Hükümet Sözcüsü Bekir Bozdağ Bakanlar Kurulu sonrası son dakika önemli açıklamalarda bulundu. Zeytin Dalı Harekatı için “Bölgedeki terör örgütleri ve en son terörist temizleninceye kadar devam edecek” dedi. ABD Dışişleri Bakanı Tillerson’ın açıklamalarına karşılık veren Bozdağ, ABD’ye “İşbirliğinin yolu belli. Silah vermeyi durdurmak ve verilen silahları toplamaktır” çağrısında bulundu. Harekatla ilgili son bilgileri paylaşan Bozdağ şehit ve yaralı askerimiz yoktur” dedi.
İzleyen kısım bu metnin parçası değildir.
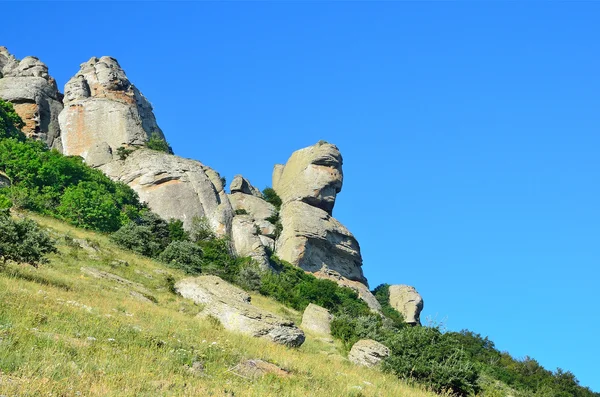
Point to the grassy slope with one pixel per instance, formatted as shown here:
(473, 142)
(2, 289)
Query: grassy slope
(66, 333)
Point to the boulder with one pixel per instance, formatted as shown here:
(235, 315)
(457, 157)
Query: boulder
(312, 175)
(247, 242)
(368, 353)
(408, 302)
(102, 106)
(175, 187)
(242, 185)
(232, 307)
(316, 319)
(4, 180)
(315, 241)
(34, 95)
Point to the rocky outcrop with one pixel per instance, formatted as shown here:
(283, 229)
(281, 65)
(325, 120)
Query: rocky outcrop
(316, 319)
(406, 300)
(368, 353)
(242, 185)
(175, 187)
(34, 95)
(231, 306)
(311, 238)
(103, 107)
(252, 233)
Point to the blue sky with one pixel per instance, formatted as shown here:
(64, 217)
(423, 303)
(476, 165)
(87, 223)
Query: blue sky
(469, 130)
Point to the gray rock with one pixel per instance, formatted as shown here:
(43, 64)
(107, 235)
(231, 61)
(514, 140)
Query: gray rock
(102, 106)
(231, 306)
(175, 187)
(368, 353)
(4, 180)
(408, 302)
(34, 95)
(242, 185)
(316, 319)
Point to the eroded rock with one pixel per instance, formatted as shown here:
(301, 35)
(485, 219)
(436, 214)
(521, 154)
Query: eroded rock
(368, 353)
(408, 302)
(231, 306)
(34, 95)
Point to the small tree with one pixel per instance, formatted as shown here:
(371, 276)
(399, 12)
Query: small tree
(23, 241)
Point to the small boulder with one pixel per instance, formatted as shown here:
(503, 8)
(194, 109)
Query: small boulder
(408, 302)
(242, 185)
(368, 353)
(317, 319)
(231, 306)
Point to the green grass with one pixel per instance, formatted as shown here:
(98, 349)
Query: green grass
(64, 332)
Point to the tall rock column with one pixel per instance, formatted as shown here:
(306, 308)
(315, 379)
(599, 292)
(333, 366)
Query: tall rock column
(103, 112)
(34, 95)
(312, 238)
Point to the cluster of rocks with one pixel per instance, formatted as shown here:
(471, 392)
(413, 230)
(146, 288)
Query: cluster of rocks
(106, 120)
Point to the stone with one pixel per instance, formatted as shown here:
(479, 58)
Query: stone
(368, 353)
(247, 242)
(242, 185)
(258, 208)
(4, 180)
(406, 300)
(315, 241)
(102, 106)
(256, 368)
(34, 95)
(316, 319)
(232, 307)
(174, 187)
(312, 175)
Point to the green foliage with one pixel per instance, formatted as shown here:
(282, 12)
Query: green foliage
(427, 355)
(272, 197)
(183, 255)
(23, 241)
(294, 287)
(382, 293)
(158, 143)
(10, 122)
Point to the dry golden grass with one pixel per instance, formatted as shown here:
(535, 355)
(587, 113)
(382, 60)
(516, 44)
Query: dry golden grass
(66, 333)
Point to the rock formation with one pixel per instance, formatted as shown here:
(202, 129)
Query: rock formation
(317, 319)
(104, 111)
(34, 95)
(175, 187)
(312, 239)
(368, 353)
(408, 302)
(231, 306)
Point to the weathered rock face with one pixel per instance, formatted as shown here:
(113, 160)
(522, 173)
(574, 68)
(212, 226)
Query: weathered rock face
(311, 238)
(242, 185)
(408, 302)
(317, 319)
(175, 187)
(34, 95)
(102, 106)
(312, 175)
(368, 353)
(232, 307)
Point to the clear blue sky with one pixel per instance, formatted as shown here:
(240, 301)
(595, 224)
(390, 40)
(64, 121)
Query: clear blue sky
(470, 134)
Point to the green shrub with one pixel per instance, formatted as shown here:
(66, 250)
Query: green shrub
(158, 143)
(23, 241)
(272, 197)
(183, 255)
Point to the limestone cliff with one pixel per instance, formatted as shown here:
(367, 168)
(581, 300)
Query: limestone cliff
(34, 95)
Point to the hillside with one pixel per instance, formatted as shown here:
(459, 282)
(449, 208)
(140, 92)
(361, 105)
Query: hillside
(64, 332)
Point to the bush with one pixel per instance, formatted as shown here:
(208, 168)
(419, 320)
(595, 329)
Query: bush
(272, 197)
(183, 255)
(23, 241)
(158, 143)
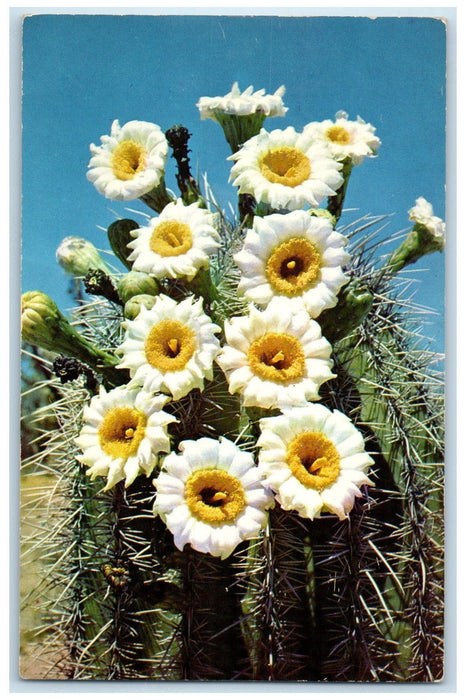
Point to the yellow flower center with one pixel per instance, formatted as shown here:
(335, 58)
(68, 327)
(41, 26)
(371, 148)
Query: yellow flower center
(214, 496)
(277, 357)
(128, 159)
(121, 431)
(293, 267)
(171, 237)
(170, 345)
(285, 165)
(314, 460)
(338, 134)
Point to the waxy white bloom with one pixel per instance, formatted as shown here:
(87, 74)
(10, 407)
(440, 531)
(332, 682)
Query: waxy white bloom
(294, 256)
(211, 496)
(276, 357)
(130, 162)
(423, 213)
(285, 169)
(354, 140)
(314, 460)
(243, 103)
(177, 243)
(170, 347)
(123, 433)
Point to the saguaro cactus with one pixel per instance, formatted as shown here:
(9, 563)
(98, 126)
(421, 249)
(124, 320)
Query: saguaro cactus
(247, 463)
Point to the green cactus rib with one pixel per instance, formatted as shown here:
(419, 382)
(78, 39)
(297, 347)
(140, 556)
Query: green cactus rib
(395, 405)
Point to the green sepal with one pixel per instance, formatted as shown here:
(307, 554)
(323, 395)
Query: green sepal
(119, 235)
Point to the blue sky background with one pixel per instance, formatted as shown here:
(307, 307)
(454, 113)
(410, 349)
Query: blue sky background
(82, 71)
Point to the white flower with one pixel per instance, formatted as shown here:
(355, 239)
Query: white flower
(276, 357)
(314, 460)
(345, 139)
(243, 103)
(423, 213)
(285, 169)
(211, 496)
(293, 256)
(177, 243)
(130, 162)
(170, 347)
(123, 432)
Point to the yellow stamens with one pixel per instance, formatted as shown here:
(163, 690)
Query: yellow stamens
(285, 165)
(171, 237)
(277, 357)
(128, 159)
(170, 345)
(293, 267)
(214, 496)
(173, 345)
(121, 431)
(219, 496)
(314, 460)
(338, 134)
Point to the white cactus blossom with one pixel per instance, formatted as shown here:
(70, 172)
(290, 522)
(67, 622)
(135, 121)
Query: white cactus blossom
(285, 169)
(177, 243)
(275, 358)
(345, 139)
(296, 257)
(170, 347)
(123, 433)
(243, 103)
(130, 161)
(211, 496)
(314, 460)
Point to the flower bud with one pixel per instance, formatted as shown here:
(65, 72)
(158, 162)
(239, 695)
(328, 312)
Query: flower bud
(40, 320)
(119, 235)
(136, 283)
(325, 214)
(427, 236)
(76, 256)
(133, 306)
(43, 324)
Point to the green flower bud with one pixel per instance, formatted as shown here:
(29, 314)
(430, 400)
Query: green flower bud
(133, 306)
(119, 235)
(135, 283)
(325, 214)
(43, 324)
(41, 320)
(354, 303)
(76, 256)
(421, 241)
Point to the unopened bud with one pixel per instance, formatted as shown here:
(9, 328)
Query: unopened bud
(119, 235)
(134, 305)
(41, 320)
(135, 283)
(76, 256)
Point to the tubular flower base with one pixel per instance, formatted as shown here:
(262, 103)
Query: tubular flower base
(240, 451)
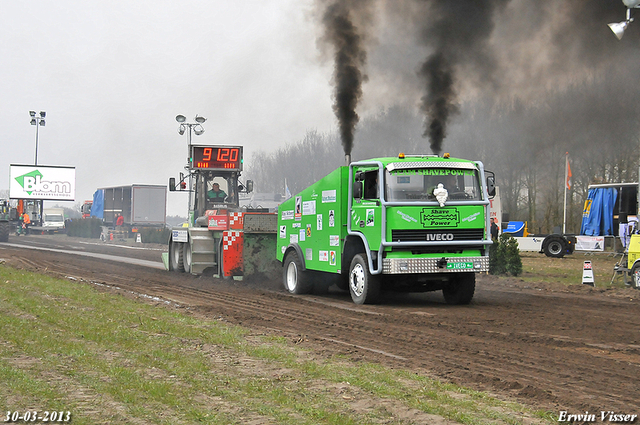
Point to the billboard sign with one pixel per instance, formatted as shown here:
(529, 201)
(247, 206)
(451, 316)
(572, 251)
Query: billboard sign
(42, 182)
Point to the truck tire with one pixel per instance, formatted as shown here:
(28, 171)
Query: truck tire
(554, 246)
(175, 256)
(4, 231)
(460, 290)
(296, 281)
(364, 287)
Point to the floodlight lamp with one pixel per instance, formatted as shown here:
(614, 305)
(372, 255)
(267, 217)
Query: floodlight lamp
(618, 28)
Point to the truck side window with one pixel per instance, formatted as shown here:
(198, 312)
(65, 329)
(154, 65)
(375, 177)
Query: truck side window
(371, 185)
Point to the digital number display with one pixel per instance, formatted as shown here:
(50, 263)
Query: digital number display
(216, 157)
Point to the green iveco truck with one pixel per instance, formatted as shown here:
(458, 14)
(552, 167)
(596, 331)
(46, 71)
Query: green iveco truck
(411, 223)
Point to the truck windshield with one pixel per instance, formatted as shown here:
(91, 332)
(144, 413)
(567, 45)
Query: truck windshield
(417, 185)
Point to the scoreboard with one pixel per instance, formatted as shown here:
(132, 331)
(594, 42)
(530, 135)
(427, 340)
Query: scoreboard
(227, 158)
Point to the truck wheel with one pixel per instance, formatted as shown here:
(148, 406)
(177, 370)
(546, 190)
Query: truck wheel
(296, 281)
(175, 256)
(186, 257)
(460, 290)
(554, 246)
(364, 287)
(635, 276)
(4, 232)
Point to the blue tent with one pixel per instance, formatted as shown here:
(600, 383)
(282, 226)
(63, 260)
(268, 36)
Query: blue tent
(597, 215)
(97, 208)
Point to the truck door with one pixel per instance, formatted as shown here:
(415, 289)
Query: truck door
(366, 214)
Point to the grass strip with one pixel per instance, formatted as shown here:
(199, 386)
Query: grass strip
(149, 364)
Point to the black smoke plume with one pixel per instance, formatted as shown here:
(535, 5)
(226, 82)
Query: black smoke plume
(457, 32)
(342, 33)
(439, 101)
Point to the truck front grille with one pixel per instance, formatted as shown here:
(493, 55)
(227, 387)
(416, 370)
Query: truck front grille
(421, 235)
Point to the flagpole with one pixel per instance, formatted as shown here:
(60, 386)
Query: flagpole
(566, 176)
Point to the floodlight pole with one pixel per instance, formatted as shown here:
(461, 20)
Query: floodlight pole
(199, 129)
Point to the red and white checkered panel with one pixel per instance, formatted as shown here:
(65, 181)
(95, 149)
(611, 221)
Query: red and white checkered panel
(236, 220)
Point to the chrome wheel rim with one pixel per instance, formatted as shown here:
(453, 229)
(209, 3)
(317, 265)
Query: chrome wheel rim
(356, 280)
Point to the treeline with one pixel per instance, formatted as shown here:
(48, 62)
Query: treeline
(524, 144)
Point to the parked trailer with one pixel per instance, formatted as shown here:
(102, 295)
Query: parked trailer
(220, 238)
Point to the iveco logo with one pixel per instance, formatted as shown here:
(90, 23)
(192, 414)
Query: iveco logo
(440, 236)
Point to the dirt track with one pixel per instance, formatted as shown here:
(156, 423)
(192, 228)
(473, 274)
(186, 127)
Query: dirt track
(555, 349)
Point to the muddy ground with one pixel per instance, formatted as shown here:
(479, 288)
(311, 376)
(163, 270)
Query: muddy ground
(546, 345)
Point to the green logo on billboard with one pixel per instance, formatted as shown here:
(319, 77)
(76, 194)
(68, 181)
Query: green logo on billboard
(439, 217)
(27, 181)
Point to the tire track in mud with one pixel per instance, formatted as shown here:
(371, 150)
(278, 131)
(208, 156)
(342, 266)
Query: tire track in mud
(534, 347)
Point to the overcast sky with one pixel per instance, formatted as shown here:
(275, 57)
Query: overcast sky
(113, 75)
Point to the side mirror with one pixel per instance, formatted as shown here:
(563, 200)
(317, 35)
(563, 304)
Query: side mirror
(357, 190)
(491, 185)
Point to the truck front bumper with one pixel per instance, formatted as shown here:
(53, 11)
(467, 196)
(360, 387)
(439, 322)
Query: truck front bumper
(435, 265)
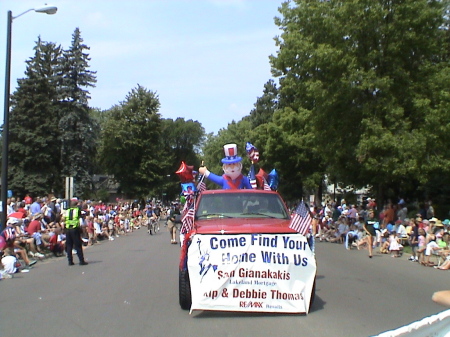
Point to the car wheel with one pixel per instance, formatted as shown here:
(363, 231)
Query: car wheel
(184, 290)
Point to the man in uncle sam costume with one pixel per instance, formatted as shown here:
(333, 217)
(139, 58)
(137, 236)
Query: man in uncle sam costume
(232, 167)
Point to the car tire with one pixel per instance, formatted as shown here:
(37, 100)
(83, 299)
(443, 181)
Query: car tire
(184, 290)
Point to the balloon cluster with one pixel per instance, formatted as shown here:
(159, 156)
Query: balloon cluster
(187, 177)
(252, 152)
(262, 179)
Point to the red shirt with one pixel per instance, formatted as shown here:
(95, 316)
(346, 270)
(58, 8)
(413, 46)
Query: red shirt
(33, 227)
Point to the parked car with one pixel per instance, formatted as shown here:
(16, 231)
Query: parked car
(241, 255)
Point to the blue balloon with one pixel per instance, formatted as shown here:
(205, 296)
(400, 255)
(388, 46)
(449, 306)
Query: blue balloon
(188, 188)
(273, 180)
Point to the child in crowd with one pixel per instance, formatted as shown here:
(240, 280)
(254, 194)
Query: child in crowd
(421, 246)
(394, 244)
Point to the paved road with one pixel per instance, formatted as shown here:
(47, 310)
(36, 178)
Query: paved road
(130, 288)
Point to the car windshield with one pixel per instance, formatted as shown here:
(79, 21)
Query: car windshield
(241, 205)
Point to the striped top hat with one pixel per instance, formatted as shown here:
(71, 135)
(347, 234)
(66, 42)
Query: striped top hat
(231, 156)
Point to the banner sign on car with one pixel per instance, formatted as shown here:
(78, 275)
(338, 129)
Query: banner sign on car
(251, 272)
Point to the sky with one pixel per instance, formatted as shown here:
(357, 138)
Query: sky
(207, 60)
Çankaya Köşkü’nde düzenlenen Bakanlar Kurulu toplantısı sona erdi. Toplantı sonrası Hükümet Sözcüsü Bekir Bozdağ kameralar karşına geçerek son dakika önemli açıklamalarda bulundu.
“SON TERÖRİST TEMİZLENİNCEYE KADAR”
Bozdağ, “Zeytin Dalı Harekatı meşru ve uluslararası hukuka uygun. Harekat sırasında ve süresinde sivillerin zarar görmemesi için azami dikkat gösterilmektedir. Bu harekat bölgede yaşayan Kürtlere karşı yapılan bir harekat değildir. Harekata aziz Türk milletinin desteği tamdır. Bölgedeki terör örgütleri ve en son terörist temizleninceye kadar devam edecek” dedi.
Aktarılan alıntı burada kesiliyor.